- Comune di Tromello
- Tromello Location within Italy Tromello Location within Lombardy
- Coordinates: 45°13′N 8°52′E﻿ / ﻿45.217°N 8.867°E
- Country: Italy
- Region: Lombardy
- Province: Province of Pavia (PV)

Area
- • Total: 35.2 km^{2} (13.6 sq mi)
- Elevation: 97 m (318 ft)

Population (Dec. 2004)
- • Total: 3,561
- • Density: 101/km^{2} (262/sq mi)
- Time zone: UTC+1 (CET)
- • Summer (DST): UTC+2 (CEST)
- Postal code: 27020
- Dialing code: 0382

= Tromello =

Tromello is a comune (municipality) in the Province of Pavia in the Italian region Lombardy, located about 35 km southwest of Milan and about 25 km west of Pavia.
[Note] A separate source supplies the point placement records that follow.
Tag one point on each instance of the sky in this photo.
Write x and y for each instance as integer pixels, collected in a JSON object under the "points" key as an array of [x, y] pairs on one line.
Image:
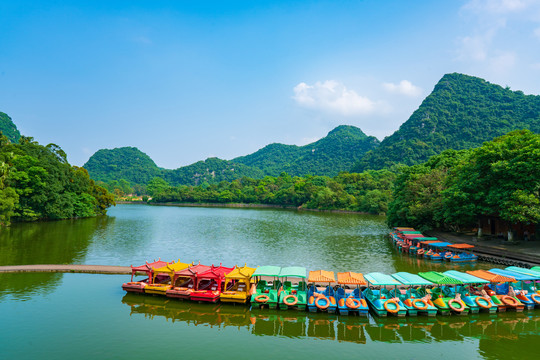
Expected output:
{"points": [[187, 80]]}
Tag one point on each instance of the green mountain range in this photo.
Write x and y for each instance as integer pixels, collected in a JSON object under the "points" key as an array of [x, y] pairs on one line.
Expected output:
{"points": [[462, 112], [8, 128]]}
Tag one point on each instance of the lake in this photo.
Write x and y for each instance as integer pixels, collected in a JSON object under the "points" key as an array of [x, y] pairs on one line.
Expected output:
{"points": [[59, 316]]}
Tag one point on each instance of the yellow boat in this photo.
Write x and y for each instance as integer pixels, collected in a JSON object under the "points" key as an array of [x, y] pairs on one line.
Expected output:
{"points": [[169, 269], [237, 283]]}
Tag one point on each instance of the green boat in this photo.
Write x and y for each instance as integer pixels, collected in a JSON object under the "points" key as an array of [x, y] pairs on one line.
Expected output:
{"points": [[293, 294], [411, 297], [265, 293], [474, 300], [379, 297], [444, 299]]}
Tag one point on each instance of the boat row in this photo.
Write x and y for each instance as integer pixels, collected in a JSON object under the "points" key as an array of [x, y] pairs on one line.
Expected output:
{"points": [[414, 243], [400, 294]]}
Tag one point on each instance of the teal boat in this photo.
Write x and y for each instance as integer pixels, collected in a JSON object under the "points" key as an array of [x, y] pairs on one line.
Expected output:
{"points": [[471, 296], [297, 288], [411, 297], [379, 297], [442, 296], [265, 292]]}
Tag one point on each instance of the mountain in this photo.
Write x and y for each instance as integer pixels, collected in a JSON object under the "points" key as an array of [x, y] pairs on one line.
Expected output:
{"points": [[336, 152], [462, 112], [8, 128]]}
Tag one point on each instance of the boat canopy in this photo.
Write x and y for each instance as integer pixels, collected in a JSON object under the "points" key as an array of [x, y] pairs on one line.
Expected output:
{"points": [[491, 277], [321, 276], [267, 271], [523, 271], [517, 276], [465, 278], [410, 279], [293, 271], [439, 244], [461, 246], [172, 268], [379, 279], [439, 278], [351, 278], [241, 273]]}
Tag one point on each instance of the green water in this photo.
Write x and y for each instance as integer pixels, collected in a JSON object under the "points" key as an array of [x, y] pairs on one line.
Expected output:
{"points": [[61, 316]]}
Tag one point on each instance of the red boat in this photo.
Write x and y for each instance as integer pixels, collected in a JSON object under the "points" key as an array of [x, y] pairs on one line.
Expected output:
{"points": [[138, 286], [185, 281], [210, 284]]}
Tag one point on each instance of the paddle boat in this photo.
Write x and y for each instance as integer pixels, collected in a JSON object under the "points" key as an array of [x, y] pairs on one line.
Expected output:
{"points": [[216, 277], [293, 294], [476, 302], [444, 299], [379, 297], [237, 283], [410, 297], [321, 298], [147, 268], [265, 293], [351, 300], [504, 302], [185, 281], [510, 288], [167, 270]]}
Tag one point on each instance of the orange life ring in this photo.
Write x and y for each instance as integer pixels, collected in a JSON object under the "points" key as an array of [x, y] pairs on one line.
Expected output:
{"points": [[295, 301], [262, 298], [353, 303], [393, 311], [485, 305], [322, 307], [510, 301], [418, 307], [458, 309]]}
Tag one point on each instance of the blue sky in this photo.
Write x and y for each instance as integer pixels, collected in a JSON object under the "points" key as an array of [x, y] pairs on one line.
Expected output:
{"points": [[183, 81]]}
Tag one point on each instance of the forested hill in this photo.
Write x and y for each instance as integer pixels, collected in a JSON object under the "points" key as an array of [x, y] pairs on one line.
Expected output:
{"points": [[336, 152], [462, 112], [8, 128]]}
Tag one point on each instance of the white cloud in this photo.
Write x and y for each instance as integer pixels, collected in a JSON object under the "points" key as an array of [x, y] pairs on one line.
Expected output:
{"points": [[404, 87], [333, 96]]}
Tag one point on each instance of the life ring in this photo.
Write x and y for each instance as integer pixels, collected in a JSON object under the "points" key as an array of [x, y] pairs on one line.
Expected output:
{"points": [[322, 307], [294, 302], [418, 307], [458, 309], [486, 304], [353, 303], [262, 298], [393, 311], [510, 301]]}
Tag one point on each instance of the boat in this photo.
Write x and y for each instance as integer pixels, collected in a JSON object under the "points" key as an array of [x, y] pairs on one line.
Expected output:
{"points": [[160, 288], [321, 298], [510, 288], [215, 276], [185, 281], [444, 299], [265, 292], [351, 300], [237, 283], [297, 289], [503, 302], [475, 300], [147, 268], [379, 297], [415, 301]]}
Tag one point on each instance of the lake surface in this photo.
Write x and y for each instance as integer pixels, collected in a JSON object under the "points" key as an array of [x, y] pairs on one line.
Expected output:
{"points": [[59, 316]]}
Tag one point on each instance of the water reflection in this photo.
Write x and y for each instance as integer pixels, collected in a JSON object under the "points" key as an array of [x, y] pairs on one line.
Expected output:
{"points": [[359, 330]]}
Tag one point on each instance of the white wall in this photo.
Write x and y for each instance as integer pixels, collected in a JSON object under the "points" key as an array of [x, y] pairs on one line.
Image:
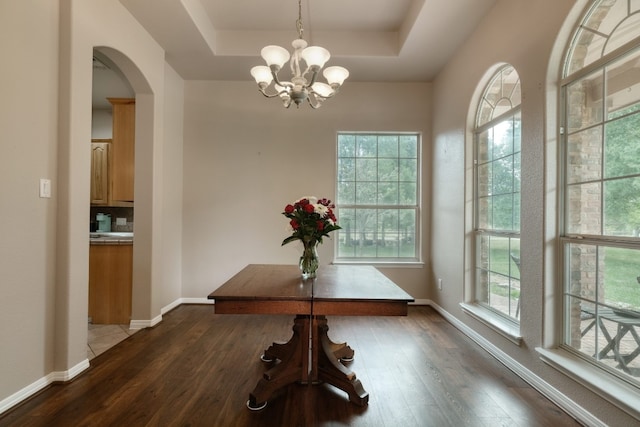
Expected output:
{"points": [[46, 125], [522, 33], [28, 121], [247, 157]]}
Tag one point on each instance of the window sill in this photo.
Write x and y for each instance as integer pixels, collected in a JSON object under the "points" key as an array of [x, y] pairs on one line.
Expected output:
{"points": [[616, 391], [507, 329]]}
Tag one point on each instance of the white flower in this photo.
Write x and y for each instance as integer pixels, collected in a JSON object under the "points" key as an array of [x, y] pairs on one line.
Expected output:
{"points": [[320, 209]]}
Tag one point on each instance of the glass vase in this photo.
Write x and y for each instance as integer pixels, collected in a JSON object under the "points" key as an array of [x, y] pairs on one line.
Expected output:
{"points": [[309, 260]]}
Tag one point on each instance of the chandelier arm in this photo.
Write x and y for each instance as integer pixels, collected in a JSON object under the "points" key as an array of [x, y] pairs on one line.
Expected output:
{"points": [[314, 70], [274, 74], [263, 90], [316, 102]]}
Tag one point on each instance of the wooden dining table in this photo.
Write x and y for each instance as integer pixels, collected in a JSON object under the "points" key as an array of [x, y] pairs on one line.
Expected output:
{"points": [[309, 357]]}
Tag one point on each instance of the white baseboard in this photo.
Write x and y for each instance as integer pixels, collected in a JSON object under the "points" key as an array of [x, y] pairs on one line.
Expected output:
{"points": [[38, 385], [561, 400]]}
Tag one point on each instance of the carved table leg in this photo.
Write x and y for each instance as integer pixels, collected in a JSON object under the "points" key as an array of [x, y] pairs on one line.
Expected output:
{"points": [[327, 367], [293, 366]]}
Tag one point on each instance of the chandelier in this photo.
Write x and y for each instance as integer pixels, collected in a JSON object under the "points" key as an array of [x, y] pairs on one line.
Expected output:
{"points": [[303, 85]]}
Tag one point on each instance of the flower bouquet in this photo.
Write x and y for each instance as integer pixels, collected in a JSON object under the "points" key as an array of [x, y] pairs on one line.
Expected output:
{"points": [[311, 219]]}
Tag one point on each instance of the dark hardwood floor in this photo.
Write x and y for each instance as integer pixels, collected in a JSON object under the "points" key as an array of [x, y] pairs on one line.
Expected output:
{"points": [[197, 368]]}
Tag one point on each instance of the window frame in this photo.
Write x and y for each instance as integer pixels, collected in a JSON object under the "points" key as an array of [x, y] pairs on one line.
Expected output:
{"points": [[505, 323], [609, 385]]}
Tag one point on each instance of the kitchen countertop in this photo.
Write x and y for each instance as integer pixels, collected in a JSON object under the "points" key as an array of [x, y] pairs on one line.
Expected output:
{"points": [[111, 238]]}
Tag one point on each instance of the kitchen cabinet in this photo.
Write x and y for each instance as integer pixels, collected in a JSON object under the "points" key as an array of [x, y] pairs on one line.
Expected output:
{"points": [[123, 148], [100, 172], [110, 283]]}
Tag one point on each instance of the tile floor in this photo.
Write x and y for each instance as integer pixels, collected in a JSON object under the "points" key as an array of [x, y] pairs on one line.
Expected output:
{"points": [[102, 337]]}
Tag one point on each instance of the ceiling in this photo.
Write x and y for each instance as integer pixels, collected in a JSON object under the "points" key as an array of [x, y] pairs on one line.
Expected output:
{"points": [[376, 40]]}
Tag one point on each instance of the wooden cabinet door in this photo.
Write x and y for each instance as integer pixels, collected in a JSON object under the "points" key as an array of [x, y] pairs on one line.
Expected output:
{"points": [[110, 283], [99, 173], [123, 148]]}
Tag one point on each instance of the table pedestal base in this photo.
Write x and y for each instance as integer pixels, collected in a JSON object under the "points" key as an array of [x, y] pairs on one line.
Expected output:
{"points": [[309, 357]]}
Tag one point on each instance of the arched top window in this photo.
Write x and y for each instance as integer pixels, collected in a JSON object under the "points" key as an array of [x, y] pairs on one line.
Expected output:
{"points": [[606, 26], [501, 95], [600, 176], [497, 196]]}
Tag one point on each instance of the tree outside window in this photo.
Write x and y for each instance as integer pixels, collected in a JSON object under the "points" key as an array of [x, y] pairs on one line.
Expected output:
{"points": [[378, 197], [497, 195]]}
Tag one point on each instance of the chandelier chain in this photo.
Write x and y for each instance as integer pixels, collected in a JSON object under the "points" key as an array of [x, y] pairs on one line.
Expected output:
{"points": [[299, 20]]}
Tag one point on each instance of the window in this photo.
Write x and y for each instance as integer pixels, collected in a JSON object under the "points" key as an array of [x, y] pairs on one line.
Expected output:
{"points": [[378, 197], [600, 144], [497, 195]]}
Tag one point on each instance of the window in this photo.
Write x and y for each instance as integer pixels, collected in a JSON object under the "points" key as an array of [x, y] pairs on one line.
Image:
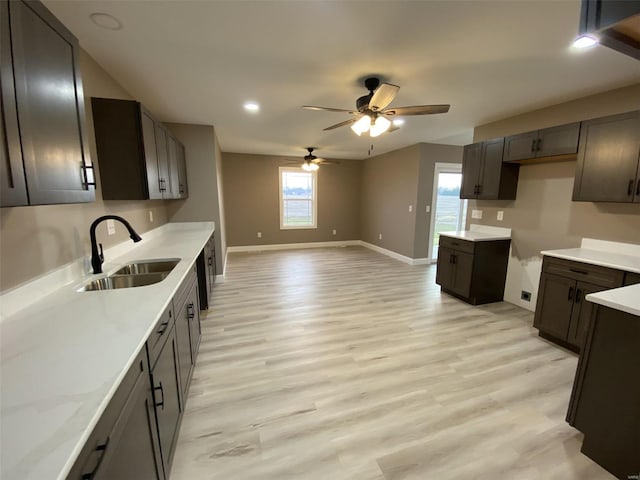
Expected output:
{"points": [[298, 198]]}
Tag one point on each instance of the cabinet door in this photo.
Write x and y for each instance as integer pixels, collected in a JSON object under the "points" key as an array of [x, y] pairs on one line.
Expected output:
{"points": [[581, 313], [50, 103], [444, 272], [491, 174], [555, 302], [471, 166], [184, 347], [12, 185], [193, 313], [163, 161], [608, 159], [463, 268], [183, 185], [174, 169], [520, 147], [151, 155], [560, 140], [130, 451], [166, 393]]}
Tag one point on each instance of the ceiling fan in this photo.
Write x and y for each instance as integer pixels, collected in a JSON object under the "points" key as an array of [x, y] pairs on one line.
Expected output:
{"points": [[371, 110], [310, 162]]}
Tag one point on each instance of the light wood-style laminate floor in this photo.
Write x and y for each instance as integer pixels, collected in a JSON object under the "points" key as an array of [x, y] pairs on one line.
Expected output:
{"points": [[341, 363]]}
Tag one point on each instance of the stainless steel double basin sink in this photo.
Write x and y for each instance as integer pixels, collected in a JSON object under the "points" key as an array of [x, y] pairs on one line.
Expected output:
{"points": [[134, 274]]}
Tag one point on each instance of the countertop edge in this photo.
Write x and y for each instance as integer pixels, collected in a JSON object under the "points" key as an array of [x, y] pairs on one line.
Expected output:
{"points": [[591, 261]]}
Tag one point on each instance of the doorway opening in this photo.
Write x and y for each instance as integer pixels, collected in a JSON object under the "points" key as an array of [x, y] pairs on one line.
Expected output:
{"points": [[448, 211]]}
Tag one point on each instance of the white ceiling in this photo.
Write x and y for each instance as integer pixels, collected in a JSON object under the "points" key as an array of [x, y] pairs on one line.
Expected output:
{"points": [[199, 61]]}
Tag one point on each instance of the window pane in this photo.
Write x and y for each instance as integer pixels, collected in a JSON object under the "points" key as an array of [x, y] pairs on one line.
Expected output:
{"points": [[297, 185], [298, 212], [298, 198]]}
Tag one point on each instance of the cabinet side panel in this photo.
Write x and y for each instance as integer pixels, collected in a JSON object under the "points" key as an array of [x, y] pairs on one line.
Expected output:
{"points": [[12, 182], [119, 149]]}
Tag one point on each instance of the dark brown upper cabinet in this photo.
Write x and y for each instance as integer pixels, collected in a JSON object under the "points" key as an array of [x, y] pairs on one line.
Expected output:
{"points": [[44, 155], [614, 22], [484, 175], [177, 168], [608, 160], [557, 141], [134, 152]]}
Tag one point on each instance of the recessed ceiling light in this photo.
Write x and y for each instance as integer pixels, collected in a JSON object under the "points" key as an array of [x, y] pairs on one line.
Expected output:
{"points": [[585, 41], [252, 107], [104, 20]]}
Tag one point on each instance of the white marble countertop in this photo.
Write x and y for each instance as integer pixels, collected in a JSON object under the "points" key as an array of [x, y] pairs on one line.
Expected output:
{"points": [[620, 261], [64, 356], [480, 233], [626, 299]]}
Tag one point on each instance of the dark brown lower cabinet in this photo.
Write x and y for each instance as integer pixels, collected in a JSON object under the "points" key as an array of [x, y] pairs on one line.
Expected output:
{"points": [[124, 444], [165, 382], [473, 271], [562, 313], [136, 436], [606, 392]]}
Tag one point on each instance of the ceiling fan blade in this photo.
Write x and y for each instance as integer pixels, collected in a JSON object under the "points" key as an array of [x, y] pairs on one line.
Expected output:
{"points": [[322, 161], [417, 110], [342, 124], [383, 96], [328, 109]]}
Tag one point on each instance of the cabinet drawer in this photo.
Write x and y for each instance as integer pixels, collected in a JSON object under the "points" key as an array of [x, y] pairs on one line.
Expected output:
{"points": [[603, 276], [631, 278], [158, 337], [457, 244]]}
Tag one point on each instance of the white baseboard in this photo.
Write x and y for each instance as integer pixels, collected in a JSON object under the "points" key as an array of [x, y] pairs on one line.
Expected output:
{"points": [[345, 243], [291, 246], [397, 256]]}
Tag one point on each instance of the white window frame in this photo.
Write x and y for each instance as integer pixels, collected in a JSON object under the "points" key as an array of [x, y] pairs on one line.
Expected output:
{"points": [[314, 199]]}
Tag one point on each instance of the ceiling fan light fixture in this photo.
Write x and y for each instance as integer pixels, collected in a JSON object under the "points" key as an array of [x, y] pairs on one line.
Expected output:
{"points": [[380, 126], [585, 41], [310, 167], [362, 125]]}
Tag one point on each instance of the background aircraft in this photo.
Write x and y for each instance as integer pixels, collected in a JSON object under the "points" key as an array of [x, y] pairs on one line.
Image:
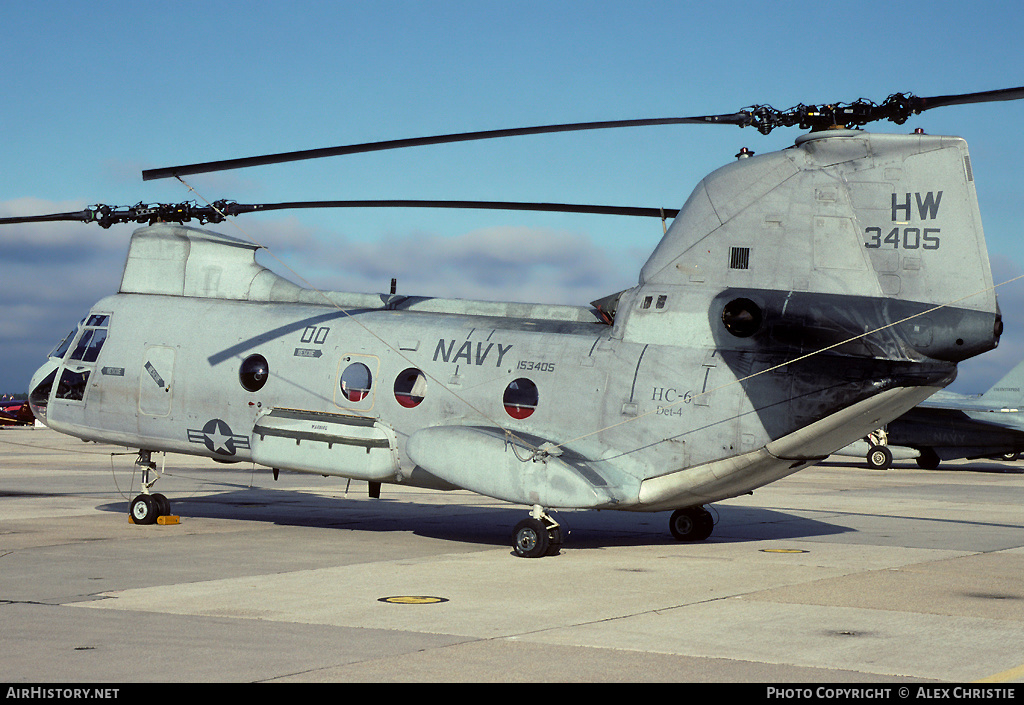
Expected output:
{"points": [[950, 425]]}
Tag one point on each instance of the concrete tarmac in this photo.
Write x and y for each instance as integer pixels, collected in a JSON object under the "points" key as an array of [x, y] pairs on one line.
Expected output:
{"points": [[838, 574]]}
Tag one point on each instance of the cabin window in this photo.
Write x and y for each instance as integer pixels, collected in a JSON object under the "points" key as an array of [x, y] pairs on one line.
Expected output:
{"points": [[355, 382], [741, 317], [520, 398], [254, 373], [410, 387]]}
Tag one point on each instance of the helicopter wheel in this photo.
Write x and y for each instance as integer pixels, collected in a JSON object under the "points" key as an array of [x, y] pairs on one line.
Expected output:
{"points": [[534, 538], [163, 504], [144, 509], [880, 458], [691, 524]]}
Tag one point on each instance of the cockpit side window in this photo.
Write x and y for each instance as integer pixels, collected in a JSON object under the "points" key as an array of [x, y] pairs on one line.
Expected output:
{"points": [[85, 342]]}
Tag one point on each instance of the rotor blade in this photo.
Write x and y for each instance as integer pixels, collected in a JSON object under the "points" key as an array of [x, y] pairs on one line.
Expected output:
{"points": [[739, 119], [238, 208], [82, 215], [983, 96]]}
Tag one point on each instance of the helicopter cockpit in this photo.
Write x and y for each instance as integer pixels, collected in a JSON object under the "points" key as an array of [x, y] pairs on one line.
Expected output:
{"points": [[84, 343]]}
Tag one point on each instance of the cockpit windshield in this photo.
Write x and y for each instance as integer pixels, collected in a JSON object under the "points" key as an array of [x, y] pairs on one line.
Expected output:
{"points": [[61, 349], [93, 334]]}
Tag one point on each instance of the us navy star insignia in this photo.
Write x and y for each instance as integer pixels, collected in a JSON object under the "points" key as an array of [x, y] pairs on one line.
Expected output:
{"points": [[217, 438]]}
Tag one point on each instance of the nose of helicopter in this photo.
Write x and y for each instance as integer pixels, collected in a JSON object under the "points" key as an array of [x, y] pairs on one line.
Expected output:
{"points": [[42, 382]]}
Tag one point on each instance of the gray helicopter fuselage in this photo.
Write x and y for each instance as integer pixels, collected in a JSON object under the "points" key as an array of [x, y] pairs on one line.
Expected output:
{"points": [[792, 307]]}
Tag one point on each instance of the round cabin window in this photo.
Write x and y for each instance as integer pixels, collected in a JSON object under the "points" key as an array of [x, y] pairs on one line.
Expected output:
{"points": [[355, 382], [254, 373], [741, 318], [520, 398]]}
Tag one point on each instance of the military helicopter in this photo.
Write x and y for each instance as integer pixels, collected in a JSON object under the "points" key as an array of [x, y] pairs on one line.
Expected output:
{"points": [[799, 300]]}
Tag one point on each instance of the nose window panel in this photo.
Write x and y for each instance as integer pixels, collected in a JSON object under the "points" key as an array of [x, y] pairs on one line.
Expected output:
{"points": [[89, 344], [72, 386]]}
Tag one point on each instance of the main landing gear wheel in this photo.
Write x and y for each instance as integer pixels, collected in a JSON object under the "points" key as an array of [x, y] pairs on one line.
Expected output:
{"points": [[146, 507], [537, 536], [880, 458], [691, 524]]}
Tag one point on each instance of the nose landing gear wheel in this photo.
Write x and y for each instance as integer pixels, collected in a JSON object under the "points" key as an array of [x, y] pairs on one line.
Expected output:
{"points": [[143, 509], [534, 538], [691, 524]]}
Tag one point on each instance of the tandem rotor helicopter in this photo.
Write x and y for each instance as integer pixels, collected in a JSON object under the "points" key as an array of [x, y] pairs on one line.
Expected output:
{"points": [[799, 300]]}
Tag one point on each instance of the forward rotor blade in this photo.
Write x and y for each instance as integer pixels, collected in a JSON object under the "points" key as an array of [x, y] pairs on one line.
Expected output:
{"points": [[738, 119], [105, 216], [983, 96], [81, 215], [237, 208]]}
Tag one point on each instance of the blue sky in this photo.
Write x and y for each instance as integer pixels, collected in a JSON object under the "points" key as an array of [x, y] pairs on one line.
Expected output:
{"points": [[93, 92]]}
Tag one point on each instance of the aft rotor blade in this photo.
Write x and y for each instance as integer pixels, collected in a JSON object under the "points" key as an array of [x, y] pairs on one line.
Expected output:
{"points": [[738, 119], [238, 208]]}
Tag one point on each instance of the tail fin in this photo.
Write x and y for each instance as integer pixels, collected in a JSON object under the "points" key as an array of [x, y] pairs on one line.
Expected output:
{"points": [[846, 231]]}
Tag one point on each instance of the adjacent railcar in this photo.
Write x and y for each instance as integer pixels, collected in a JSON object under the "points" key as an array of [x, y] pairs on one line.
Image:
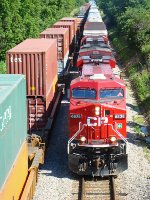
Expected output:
{"points": [[97, 114]]}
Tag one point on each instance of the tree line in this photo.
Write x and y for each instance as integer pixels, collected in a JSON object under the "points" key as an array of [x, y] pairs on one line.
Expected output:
{"points": [[21, 19], [129, 21], [132, 19]]}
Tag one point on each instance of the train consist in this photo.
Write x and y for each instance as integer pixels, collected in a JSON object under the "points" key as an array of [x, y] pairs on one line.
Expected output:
{"points": [[97, 138], [29, 93]]}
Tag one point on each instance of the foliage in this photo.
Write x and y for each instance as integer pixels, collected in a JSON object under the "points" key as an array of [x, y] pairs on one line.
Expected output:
{"points": [[131, 21], [21, 19]]}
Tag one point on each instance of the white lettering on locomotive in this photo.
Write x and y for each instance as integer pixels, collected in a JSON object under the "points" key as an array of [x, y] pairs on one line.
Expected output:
{"points": [[96, 121], [5, 118], [15, 60]]}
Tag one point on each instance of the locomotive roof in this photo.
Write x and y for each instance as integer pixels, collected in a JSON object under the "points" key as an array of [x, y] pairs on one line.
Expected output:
{"points": [[101, 74], [54, 31], [95, 26], [89, 47], [89, 70]]}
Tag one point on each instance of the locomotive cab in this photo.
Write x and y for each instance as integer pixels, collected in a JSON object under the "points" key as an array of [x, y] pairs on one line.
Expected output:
{"points": [[97, 138]]}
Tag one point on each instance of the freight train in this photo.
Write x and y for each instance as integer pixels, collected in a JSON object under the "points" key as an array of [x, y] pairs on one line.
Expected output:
{"points": [[97, 113], [27, 102]]}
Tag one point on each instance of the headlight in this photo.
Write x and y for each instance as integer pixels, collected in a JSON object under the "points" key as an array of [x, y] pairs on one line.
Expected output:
{"points": [[82, 139], [120, 116], [97, 110], [113, 139]]}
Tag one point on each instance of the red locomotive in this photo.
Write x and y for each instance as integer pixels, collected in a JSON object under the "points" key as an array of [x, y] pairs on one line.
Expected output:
{"points": [[97, 115]]}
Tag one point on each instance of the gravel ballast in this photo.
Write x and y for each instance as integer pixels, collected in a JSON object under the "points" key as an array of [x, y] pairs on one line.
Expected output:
{"points": [[56, 182]]}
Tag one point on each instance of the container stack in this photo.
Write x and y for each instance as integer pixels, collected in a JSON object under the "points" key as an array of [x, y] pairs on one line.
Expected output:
{"points": [[70, 26], [37, 59], [13, 133], [62, 36]]}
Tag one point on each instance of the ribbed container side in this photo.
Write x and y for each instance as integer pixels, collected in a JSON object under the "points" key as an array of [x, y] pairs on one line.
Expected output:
{"points": [[37, 59], [38, 108], [62, 65], [69, 25], [71, 19], [62, 36], [13, 121]]}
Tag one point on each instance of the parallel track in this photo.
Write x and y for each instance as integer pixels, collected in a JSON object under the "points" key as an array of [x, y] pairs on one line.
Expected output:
{"points": [[103, 189]]}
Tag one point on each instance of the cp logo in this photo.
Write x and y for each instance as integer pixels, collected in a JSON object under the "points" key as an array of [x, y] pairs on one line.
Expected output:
{"points": [[96, 121]]}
As of 31 December 2004, it had a population of 3,561 and an area of 35.2 km2.

Tromello borders the following municipalities: Alagna, Borgo San Siro, Cergnago, Gambolò, Garlasco, Mortara, Ottobiano, San Giorgio di Lomellina, Valeggio.

On May 27, 2019, Tromello became the first Italian comune to elect a transgender mayor, Gianmarco Negri.